Shifting Allegiances in Afghanistan

Yesterday, this blog noted that it would be difficult for Afghan officials and their Western allies to co-opt insurgents into supporting the government in Kabul.  A similar point can be made about other powerbrokers in Afghanistan, including warlords and tribal leaders who are not members of the Taliban.  Two weeks ago, the satirical newspaper The Onion published a darkly humorous article that highlights this problem (the article is titled “Afghan Warlord Not Sure Which Side He Feels Like Helping Today”).

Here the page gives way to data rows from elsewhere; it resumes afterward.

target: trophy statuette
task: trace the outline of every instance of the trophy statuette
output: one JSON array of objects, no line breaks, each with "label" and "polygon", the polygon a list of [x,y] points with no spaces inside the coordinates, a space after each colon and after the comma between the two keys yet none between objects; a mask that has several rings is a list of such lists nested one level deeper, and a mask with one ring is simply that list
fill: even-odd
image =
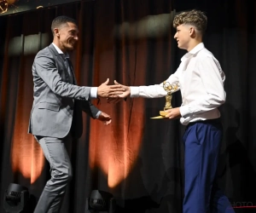
[{"label": "trophy statuette", "polygon": [[170,83],[169,82],[164,81],[163,82],[163,88],[167,92],[166,95],[166,105],[163,111],[160,111],[160,116],[154,117],[151,118],[166,118],[166,115],[168,113],[166,110],[172,109],[172,93],[178,90],[179,85],[178,83]]}]

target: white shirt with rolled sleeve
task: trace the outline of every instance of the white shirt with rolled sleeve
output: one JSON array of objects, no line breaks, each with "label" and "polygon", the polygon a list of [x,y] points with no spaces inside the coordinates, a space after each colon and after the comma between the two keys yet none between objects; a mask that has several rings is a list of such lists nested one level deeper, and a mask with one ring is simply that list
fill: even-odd
[{"label": "white shirt with rolled sleeve", "polygon": [[[182,124],[220,117],[218,107],[226,99],[224,79],[225,75],[218,61],[203,43],[183,56],[177,70],[166,80],[170,83],[179,84],[183,101],[180,106]],[[163,83],[131,87],[131,97],[159,98],[166,95]]]}]

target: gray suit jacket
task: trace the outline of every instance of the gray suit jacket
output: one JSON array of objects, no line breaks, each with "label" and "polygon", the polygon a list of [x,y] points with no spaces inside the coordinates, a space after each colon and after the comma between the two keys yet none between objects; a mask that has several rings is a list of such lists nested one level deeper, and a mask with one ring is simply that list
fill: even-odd
[{"label": "gray suit jacket", "polygon": [[[73,67],[72,67],[73,70]],[[35,135],[73,137],[82,135],[82,110],[96,118],[99,110],[90,103],[90,87],[71,83],[64,60],[55,47],[40,50],[32,65],[34,101],[28,133]]]}]

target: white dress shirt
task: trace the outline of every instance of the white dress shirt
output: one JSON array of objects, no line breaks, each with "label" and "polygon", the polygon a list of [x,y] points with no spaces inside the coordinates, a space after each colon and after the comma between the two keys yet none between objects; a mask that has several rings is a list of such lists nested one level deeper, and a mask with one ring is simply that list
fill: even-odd
[{"label": "white dress shirt", "polygon": [[[183,56],[177,70],[166,81],[178,83],[183,100],[180,106],[182,124],[220,117],[218,107],[226,99],[224,79],[225,75],[218,60],[203,43]],[[131,87],[131,97],[158,98],[166,95],[163,83]]]}]

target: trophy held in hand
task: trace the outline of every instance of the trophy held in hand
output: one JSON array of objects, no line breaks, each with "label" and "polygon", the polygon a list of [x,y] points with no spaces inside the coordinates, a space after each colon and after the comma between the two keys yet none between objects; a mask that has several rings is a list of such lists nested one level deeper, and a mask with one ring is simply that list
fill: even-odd
[{"label": "trophy held in hand", "polygon": [[166,105],[163,111],[160,111],[160,116],[154,117],[151,118],[165,118],[166,115],[168,113],[166,112],[166,110],[172,109],[172,93],[176,92],[179,89],[178,83],[170,83],[169,82],[163,82],[163,88],[167,92],[167,95],[166,95]]}]

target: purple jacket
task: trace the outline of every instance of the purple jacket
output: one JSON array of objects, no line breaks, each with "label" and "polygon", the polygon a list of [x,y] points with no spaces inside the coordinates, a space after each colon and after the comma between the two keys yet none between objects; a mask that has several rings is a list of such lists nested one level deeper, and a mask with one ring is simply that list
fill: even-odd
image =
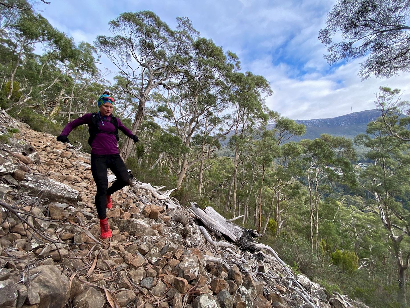
[{"label": "purple jacket", "polygon": [[[77,126],[82,124],[92,124],[92,122],[91,122],[92,114],[92,113],[86,113],[82,117],[72,121],[66,125],[61,135],[68,136],[70,132]],[[118,121],[118,129],[129,137],[132,136],[133,135],[132,132],[125,126],[119,119],[118,118],[116,119]],[[98,121],[100,132],[97,134],[91,145],[91,153],[93,154],[111,155],[119,153],[118,144],[115,136],[112,133],[104,133],[104,132],[114,133],[115,130],[115,126],[109,122],[111,120],[111,116],[107,117],[106,120],[107,121],[104,121],[104,126],[102,126],[101,121]]]}]

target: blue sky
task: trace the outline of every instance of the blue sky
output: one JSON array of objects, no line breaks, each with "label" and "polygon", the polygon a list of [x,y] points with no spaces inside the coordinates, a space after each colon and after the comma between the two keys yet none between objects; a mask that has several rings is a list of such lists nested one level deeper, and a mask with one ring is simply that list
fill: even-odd
[{"label": "blue sky", "polygon": [[[317,38],[333,0],[49,1],[37,8],[77,43],[109,35],[108,22],[124,11],[152,11],[171,28],[177,17],[187,17],[201,36],[236,53],[242,71],[265,76],[274,93],[266,99],[268,107],[291,119],[373,109],[380,86],[400,89],[402,98],[410,100],[409,74],[362,81],[357,73],[364,59],[329,67],[323,58],[326,48]],[[106,58],[102,62],[101,69],[115,71]]]}]

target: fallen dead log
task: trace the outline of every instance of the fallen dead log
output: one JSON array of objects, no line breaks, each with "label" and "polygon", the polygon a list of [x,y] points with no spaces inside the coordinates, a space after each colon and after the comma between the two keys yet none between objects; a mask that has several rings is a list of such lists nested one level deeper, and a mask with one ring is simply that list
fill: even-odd
[{"label": "fallen dead log", "polygon": [[[255,243],[254,241],[254,239],[252,237],[251,235],[260,236],[261,234],[258,234],[255,230],[248,230],[245,228],[231,223],[211,207],[207,207],[205,209],[202,210],[198,206],[196,203],[192,202],[191,204],[191,210],[198,219],[202,222],[207,228],[214,232],[215,234],[217,236],[220,236],[221,235],[224,235],[228,238],[228,239],[230,239],[234,242],[237,246],[252,252],[261,249],[269,251],[273,255],[273,257],[271,257],[263,253],[262,253],[262,255],[270,261],[274,260],[278,262],[289,276],[288,277],[289,279],[289,287],[292,287],[292,290],[297,292],[298,295],[302,297],[310,307],[317,308],[317,306],[312,303],[311,299],[306,293],[304,288],[301,285],[294,277],[293,274],[289,269],[289,267],[279,257],[276,252],[271,247],[268,245],[259,243]],[[215,249],[216,249],[218,247],[223,247],[226,248],[235,247],[234,245],[231,246],[232,244],[228,243],[214,241],[204,227],[198,226],[198,228],[200,230],[205,239],[214,246]],[[235,259],[239,259],[237,256],[235,255],[235,254],[232,254],[232,255],[235,257]],[[207,261],[220,264],[225,267],[227,269],[229,268],[228,264],[224,260],[207,255],[205,257]],[[298,290],[296,288],[290,287],[292,283],[296,285]]]},{"label": "fallen dead log", "polygon": [[231,223],[212,207],[207,207],[202,210],[196,203],[192,202],[191,210],[207,228],[217,236],[223,234],[236,245],[251,252],[257,250],[253,237],[260,236],[261,234],[254,230],[248,230]]}]

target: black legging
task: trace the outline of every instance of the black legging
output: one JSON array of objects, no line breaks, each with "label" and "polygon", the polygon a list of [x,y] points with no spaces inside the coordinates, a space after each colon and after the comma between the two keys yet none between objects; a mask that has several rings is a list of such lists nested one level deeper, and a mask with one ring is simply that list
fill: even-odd
[{"label": "black legging", "polygon": [[[115,175],[117,179],[107,188],[107,168]],[[107,155],[91,154],[91,172],[97,186],[96,207],[98,218],[107,217],[107,195],[112,195],[128,185],[129,182],[128,171],[119,154]]]}]

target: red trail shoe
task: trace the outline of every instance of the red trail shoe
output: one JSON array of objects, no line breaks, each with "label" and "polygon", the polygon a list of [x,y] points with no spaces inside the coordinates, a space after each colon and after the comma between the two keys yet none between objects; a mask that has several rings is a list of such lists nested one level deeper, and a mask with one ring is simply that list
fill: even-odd
[{"label": "red trail shoe", "polygon": [[111,209],[112,207],[112,200],[111,200],[111,196],[107,195],[107,208]]},{"label": "red trail shoe", "polygon": [[100,227],[101,228],[101,238],[102,239],[108,239],[112,236],[106,218],[100,220]]}]

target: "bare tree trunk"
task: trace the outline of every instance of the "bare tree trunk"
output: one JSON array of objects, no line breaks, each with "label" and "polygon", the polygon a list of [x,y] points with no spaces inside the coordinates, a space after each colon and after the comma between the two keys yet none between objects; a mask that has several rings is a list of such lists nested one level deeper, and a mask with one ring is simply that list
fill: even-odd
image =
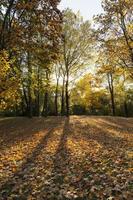
[{"label": "bare tree trunk", "polygon": [[30,62],[30,53],[28,52],[28,97],[29,97],[29,106],[28,106],[28,116],[32,118],[32,67]]},{"label": "bare tree trunk", "polygon": [[37,115],[40,116],[40,67],[37,71]]},{"label": "bare tree trunk", "polygon": [[42,114],[43,116],[47,117],[48,116],[48,81],[49,81],[49,75],[48,71],[46,71],[46,80],[47,80],[47,85],[46,85],[46,91],[44,94],[44,104],[43,104],[43,111]]},{"label": "bare tree trunk", "polygon": [[48,116],[48,91],[47,90],[44,94],[44,104],[43,104],[42,115],[45,116],[45,117]]},{"label": "bare tree trunk", "polygon": [[65,96],[64,96],[65,78],[63,78],[62,94],[61,94],[61,115],[65,114]]},{"label": "bare tree trunk", "polygon": [[59,79],[57,78],[56,90],[55,90],[55,115],[58,116],[58,87]]},{"label": "bare tree trunk", "polygon": [[124,102],[124,110],[125,110],[125,116],[128,117],[128,106],[126,100]]},{"label": "bare tree trunk", "polygon": [[113,116],[115,116],[116,109],[115,109],[115,100],[114,100],[113,75],[111,73],[108,73],[107,78],[108,78],[109,92],[110,92],[110,97],[111,97],[112,114]]},{"label": "bare tree trunk", "polygon": [[69,73],[67,70],[67,80],[66,80],[66,116],[69,117],[69,92],[68,92],[68,85],[69,85]]}]

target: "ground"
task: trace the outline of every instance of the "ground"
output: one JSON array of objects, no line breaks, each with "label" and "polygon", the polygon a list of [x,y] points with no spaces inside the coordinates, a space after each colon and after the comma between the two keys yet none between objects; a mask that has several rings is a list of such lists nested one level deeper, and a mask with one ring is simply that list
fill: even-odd
[{"label": "ground", "polygon": [[0,200],[131,200],[133,118],[0,119]]}]

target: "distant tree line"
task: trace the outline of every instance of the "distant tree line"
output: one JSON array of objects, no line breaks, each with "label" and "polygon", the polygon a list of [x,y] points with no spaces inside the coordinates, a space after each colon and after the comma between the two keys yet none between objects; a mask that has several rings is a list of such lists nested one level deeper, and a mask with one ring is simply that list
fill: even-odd
[{"label": "distant tree line", "polygon": [[0,114],[133,116],[133,3],[104,0],[96,28],[59,0],[0,2]]}]

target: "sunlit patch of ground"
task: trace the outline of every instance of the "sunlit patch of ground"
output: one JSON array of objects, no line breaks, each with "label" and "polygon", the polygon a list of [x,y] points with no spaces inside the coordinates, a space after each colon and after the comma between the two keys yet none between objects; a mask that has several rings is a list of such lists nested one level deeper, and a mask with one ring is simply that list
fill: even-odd
[{"label": "sunlit patch of ground", "polygon": [[133,119],[0,120],[0,200],[132,200]]}]

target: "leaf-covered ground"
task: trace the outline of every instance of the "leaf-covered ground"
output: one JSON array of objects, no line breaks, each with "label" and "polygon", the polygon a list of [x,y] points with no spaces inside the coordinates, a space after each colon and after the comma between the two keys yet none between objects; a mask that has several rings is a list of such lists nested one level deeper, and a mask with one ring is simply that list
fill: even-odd
[{"label": "leaf-covered ground", "polygon": [[133,119],[0,120],[0,200],[132,200]]}]

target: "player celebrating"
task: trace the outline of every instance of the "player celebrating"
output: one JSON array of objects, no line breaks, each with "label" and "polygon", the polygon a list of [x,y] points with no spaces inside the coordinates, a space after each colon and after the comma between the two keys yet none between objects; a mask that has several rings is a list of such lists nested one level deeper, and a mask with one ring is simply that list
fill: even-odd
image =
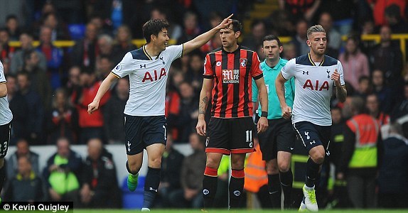
[{"label": "player celebrating", "polygon": [[230,18],[232,16],[188,42],[167,48],[169,40],[167,21],[160,19],[147,21],[143,26],[143,35],[147,43],[124,55],[104,80],[94,101],[88,105],[88,112],[92,114],[98,109],[100,100],[113,81],[129,76],[129,98],[124,109],[126,167],[129,173],[127,187],[130,191],[134,191],[137,187],[143,150],[146,148],[149,169],[144,185],[142,211],[150,211],[160,182],[161,155],[166,141],[164,117],[166,83],[171,62],[206,43],[220,29],[231,23]]},{"label": "player celebrating", "polygon": [[[3,188],[6,179],[4,157],[9,149],[11,133],[11,120],[13,119],[13,114],[9,108],[6,81],[4,70],[3,64],[0,62],[0,142],[1,143],[0,143],[0,190]],[[1,203],[1,197],[0,203]]]},{"label": "player celebrating", "polygon": [[[292,116],[293,127],[306,148],[310,158],[307,161],[304,200],[299,211],[307,209],[318,210],[315,194],[315,181],[320,177],[319,170],[330,143],[331,116],[330,99],[333,86],[340,102],[347,96],[343,67],[338,60],[325,55],[327,38],[320,25],[307,31],[307,45],[310,52],[291,59],[282,68],[276,80],[277,94],[279,99],[282,116],[290,118],[291,109],[285,99],[284,83],[295,77],[295,99]],[[326,149],[326,150],[325,150]]]},{"label": "player celebrating", "polygon": [[[260,133],[258,138],[262,160],[267,163],[268,189],[274,208],[281,207],[281,190],[284,191],[284,207],[288,208],[290,205],[293,182],[290,165],[296,138],[290,119],[282,118],[281,107],[277,104],[279,99],[275,89],[275,80],[287,62],[287,60],[279,57],[283,50],[282,43],[278,37],[268,35],[264,38],[262,53],[265,54],[266,58],[261,63],[261,70],[268,91],[268,129],[265,132]],[[294,78],[292,77],[285,83],[285,99],[290,107],[294,104]],[[257,97],[258,88],[252,82],[252,102],[256,102]],[[258,112],[260,116],[261,106]]]},{"label": "player celebrating", "polygon": [[[257,131],[268,125],[267,88],[259,60],[255,52],[237,44],[242,26],[236,20],[220,31],[222,47],[207,54],[204,80],[200,94],[197,133],[207,136],[207,162],[203,180],[204,207],[213,207],[217,191],[217,170],[222,154],[231,154],[230,207],[240,205],[244,188],[245,154],[254,151],[252,129],[252,77],[259,90],[262,111]],[[212,97],[211,92],[213,93]],[[208,101],[212,98],[208,131],[204,120]]]}]

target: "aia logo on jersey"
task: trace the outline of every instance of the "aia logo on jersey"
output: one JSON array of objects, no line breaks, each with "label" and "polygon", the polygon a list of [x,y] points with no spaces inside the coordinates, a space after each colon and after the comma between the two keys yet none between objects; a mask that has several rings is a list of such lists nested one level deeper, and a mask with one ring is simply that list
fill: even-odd
[{"label": "aia logo on jersey", "polygon": [[146,73],[144,73],[144,77],[143,77],[141,82],[144,83],[144,82],[146,81],[149,81],[151,82],[153,81],[159,80],[160,79],[161,79],[162,77],[166,76],[166,75],[167,75],[167,72],[166,72],[166,69],[164,68],[161,68],[161,70],[160,70],[160,73],[158,73],[157,70],[156,70],[151,74],[150,73],[150,72],[146,72]]},{"label": "aia logo on jersey", "polygon": [[239,84],[240,70],[222,70],[223,84]]},{"label": "aia logo on jersey", "polygon": [[310,88],[311,90],[318,91],[322,91],[323,89],[328,90],[328,82],[327,81],[324,81],[321,86],[319,84],[318,80],[316,80],[314,83],[313,84],[313,82],[310,79],[308,79],[304,84],[304,89]]},{"label": "aia logo on jersey", "polygon": [[247,66],[247,60],[246,58],[240,58],[240,65],[241,67],[245,67]]}]

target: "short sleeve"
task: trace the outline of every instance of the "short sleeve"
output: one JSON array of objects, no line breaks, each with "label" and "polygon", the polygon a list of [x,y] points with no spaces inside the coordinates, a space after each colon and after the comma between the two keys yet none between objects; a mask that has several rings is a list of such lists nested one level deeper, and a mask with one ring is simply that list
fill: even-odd
[{"label": "short sleeve", "polygon": [[255,83],[255,80],[252,79],[252,102],[258,101],[258,87]]},{"label": "short sleeve", "polygon": [[114,76],[118,78],[128,75],[136,70],[134,61],[134,60],[131,56],[131,53],[126,53],[122,61],[111,71],[112,74],[114,75]]},{"label": "short sleeve", "polygon": [[282,67],[281,70],[281,74],[282,77],[286,79],[286,80],[291,79],[291,77],[295,75],[296,72],[296,58],[291,59],[286,65]]},{"label": "short sleeve", "polygon": [[181,56],[183,56],[183,48],[184,48],[183,44],[167,47],[166,50],[168,52],[169,55],[168,60],[173,62],[175,60],[178,59],[178,58],[181,58]]},{"label": "short sleeve", "polygon": [[204,59],[204,73],[203,76],[204,78],[214,77],[214,70],[213,70],[211,62],[210,61],[210,55],[208,55],[208,54],[205,55],[205,59]]},{"label": "short sleeve", "polygon": [[0,83],[4,83],[6,82],[6,77],[4,76],[4,67],[3,67],[3,64],[0,62]]},{"label": "short sleeve", "polygon": [[254,52],[254,55],[252,55],[252,67],[251,67],[251,75],[254,80],[258,80],[264,76],[262,70],[259,67],[260,62],[261,61],[259,60],[259,58],[258,58],[258,54]]},{"label": "short sleeve", "polygon": [[343,65],[341,65],[340,60],[337,61],[337,72],[338,72],[340,75],[340,82],[341,85],[345,85],[345,82],[344,82],[344,72],[343,71]]}]

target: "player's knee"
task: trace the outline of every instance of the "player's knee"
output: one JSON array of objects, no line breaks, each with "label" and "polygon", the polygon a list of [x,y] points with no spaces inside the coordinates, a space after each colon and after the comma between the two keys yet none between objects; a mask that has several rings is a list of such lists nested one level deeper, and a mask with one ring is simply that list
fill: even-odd
[{"label": "player's knee", "polygon": [[279,168],[279,171],[282,173],[286,173],[291,168],[290,162],[279,162],[278,166]]},{"label": "player's knee", "polygon": [[220,162],[217,162],[215,159],[211,158],[207,158],[207,161],[205,162],[205,166],[213,169],[218,170],[220,166]]},{"label": "player's knee", "polygon": [[322,164],[324,161],[324,148],[323,146],[319,146],[314,147],[309,152],[310,157],[313,161],[317,164]]},{"label": "player's knee", "polygon": [[160,168],[161,165],[161,157],[149,159],[149,166],[151,168]]},{"label": "player's knee", "polygon": [[137,163],[131,163],[128,161],[127,164],[128,172],[131,174],[136,174],[140,170],[141,165]]},{"label": "player's knee", "polygon": [[276,160],[272,160],[267,161],[267,173],[268,175],[276,175],[279,173],[277,166]]}]

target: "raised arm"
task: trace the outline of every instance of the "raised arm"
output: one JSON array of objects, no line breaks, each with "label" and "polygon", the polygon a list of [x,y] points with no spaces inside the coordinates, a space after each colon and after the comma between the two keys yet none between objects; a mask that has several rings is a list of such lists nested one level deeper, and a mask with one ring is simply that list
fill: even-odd
[{"label": "raised arm", "polygon": [[100,88],[98,89],[98,92],[94,98],[94,100],[92,103],[88,104],[88,113],[92,114],[92,112],[95,111],[99,108],[100,101],[102,99],[104,94],[107,92],[107,91],[110,87],[112,83],[117,79],[117,77],[114,76],[112,72],[108,75],[108,76],[103,80],[102,82]]},{"label": "raised arm", "polygon": [[203,45],[206,43],[210,40],[217,32],[218,32],[220,29],[223,29],[227,27],[232,23],[232,20],[230,19],[232,17],[231,14],[230,16],[225,18],[218,26],[216,27],[210,29],[210,31],[195,37],[194,39],[189,40],[185,43],[184,45],[184,50],[183,53],[184,55],[188,54],[188,53],[194,50],[196,48],[200,48],[200,46]]},{"label": "raised arm", "polygon": [[197,123],[197,126],[195,129],[197,133],[203,136],[205,136],[206,133],[206,124],[205,121],[205,111],[207,111],[207,106],[208,106],[208,102],[211,98],[211,89],[213,89],[213,85],[214,84],[214,80],[213,79],[205,78],[203,81],[203,88],[201,89],[201,92],[200,93],[200,102],[198,104],[198,122]]},{"label": "raised arm", "polygon": [[282,76],[282,73],[279,72],[275,80],[275,87],[282,110],[282,117],[289,119],[291,116],[292,110],[291,107],[286,104],[286,100],[285,99],[285,82],[287,80],[284,79]]}]

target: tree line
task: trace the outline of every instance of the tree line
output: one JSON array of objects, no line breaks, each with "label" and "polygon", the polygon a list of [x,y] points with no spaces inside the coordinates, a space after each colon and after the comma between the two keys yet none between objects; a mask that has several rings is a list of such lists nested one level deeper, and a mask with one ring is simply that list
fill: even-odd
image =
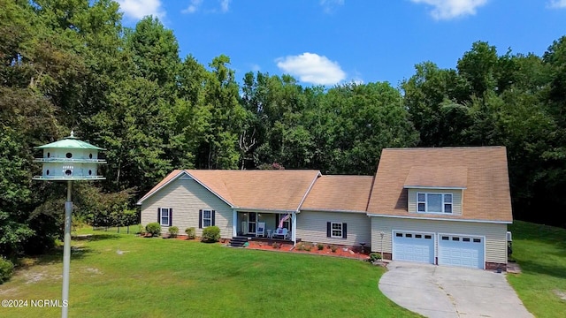
[{"label": "tree line", "polygon": [[[516,218],[565,226],[566,37],[539,57],[471,44],[387,82],[303,87],[230,58],[179,55],[148,17],[111,0],[0,0],[0,253],[41,253],[62,232],[64,187],[32,182],[33,147],[74,130],[108,150],[103,182],[74,189],[76,220],[131,222],[173,169],[375,173],[381,149],[503,145]],[[101,221],[102,220],[102,221]],[[110,221],[109,221],[110,220]]]}]

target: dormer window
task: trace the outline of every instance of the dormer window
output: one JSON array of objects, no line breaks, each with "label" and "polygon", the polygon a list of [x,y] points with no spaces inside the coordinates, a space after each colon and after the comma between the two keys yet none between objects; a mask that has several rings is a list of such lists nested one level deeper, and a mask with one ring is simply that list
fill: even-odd
[{"label": "dormer window", "polygon": [[419,213],[452,214],[452,193],[417,193],[417,211]]}]

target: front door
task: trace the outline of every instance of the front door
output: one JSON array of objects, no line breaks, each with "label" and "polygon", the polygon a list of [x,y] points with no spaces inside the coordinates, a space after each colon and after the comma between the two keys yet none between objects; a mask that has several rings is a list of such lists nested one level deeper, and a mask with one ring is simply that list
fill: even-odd
[{"label": "front door", "polygon": [[256,234],[256,222],[257,220],[257,213],[249,212],[248,217],[248,233]]}]

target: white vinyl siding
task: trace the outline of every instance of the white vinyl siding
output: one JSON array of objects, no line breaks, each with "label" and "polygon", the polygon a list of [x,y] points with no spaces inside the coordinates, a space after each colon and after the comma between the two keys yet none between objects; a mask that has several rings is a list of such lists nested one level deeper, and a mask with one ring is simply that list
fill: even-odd
[{"label": "white vinyl siding", "polygon": [[[326,223],[347,223],[347,238],[327,238]],[[371,241],[371,224],[365,213],[301,211],[297,214],[297,238],[305,242],[359,246]]]},{"label": "white vinyl siding", "polygon": [[[180,233],[194,227],[196,235],[203,235],[198,228],[199,210],[214,209],[215,225],[220,228],[220,237],[232,238],[233,210],[205,187],[190,178],[177,178],[164,186],[142,204],[142,224],[157,221],[157,208],[167,207],[173,210],[172,225],[179,227]],[[162,226],[161,232],[166,233],[169,227]]]},{"label": "white vinyl siding", "polygon": [[[462,221],[432,221],[371,216],[371,251],[379,252],[383,232],[383,252],[392,252],[392,231],[432,232],[485,237],[486,261],[507,263],[507,224]],[[438,255],[438,242],[435,254]]]},{"label": "white vinyl siding", "polygon": [[[417,213],[417,193],[447,193],[452,194],[452,215],[462,216],[463,190],[439,189],[408,189],[409,213]],[[464,207],[465,208],[465,207]],[[418,212],[419,214],[422,212]]]}]

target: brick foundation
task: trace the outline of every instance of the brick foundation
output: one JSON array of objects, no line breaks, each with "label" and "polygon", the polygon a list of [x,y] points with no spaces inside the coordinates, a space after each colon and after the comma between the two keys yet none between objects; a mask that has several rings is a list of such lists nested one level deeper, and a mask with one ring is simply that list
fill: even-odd
[{"label": "brick foundation", "polygon": [[507,271],[507,264],[486,261],[486,269],[497,270],[498,269],[501,269],[502,271]]}]

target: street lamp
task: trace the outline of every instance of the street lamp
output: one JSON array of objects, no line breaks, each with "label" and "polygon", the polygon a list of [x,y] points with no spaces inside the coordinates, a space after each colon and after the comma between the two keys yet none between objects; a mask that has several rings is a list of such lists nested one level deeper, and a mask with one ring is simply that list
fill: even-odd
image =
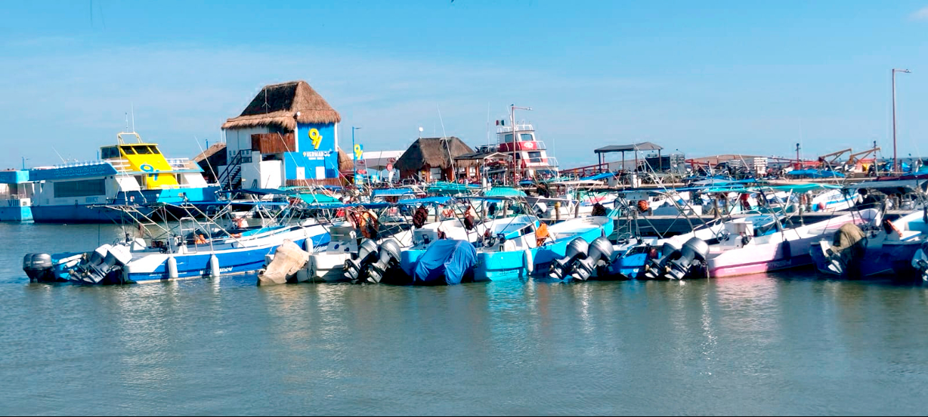
[{"label": "street lamp", "polygon": [[909,70],[896,70],[893,69],[893,171],[896,172],[898,170],[898,159],[896,155],[896,73],[905,72],[910,73],[912,71]]}]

Powerful figures in Afghanistan are notorious for switching allegiances whenever it serves their short term interests.  Warlords and other non-governmental players benefit from the weakness of the central government because it enables them to traffic in narcotics, form private armies, extort money from vulnerable people and generally exert power for egotistical reasons (an impulse that Nietzsche referred to as “the will to power”); consequently, it is highly unlikely that they will submit to the will of leaders in Kabul for a considerable length of time.  Thus, the future stability of Afghanistan is not only threatened by the Taliban, which is the main target of US and ISAF military efforts there, but also local and regional kingpins who exploit both sides of the conflict and pursue their own political and financial ends.  This fact does not bode well for the fate of nation-building efforts in the war-torn country.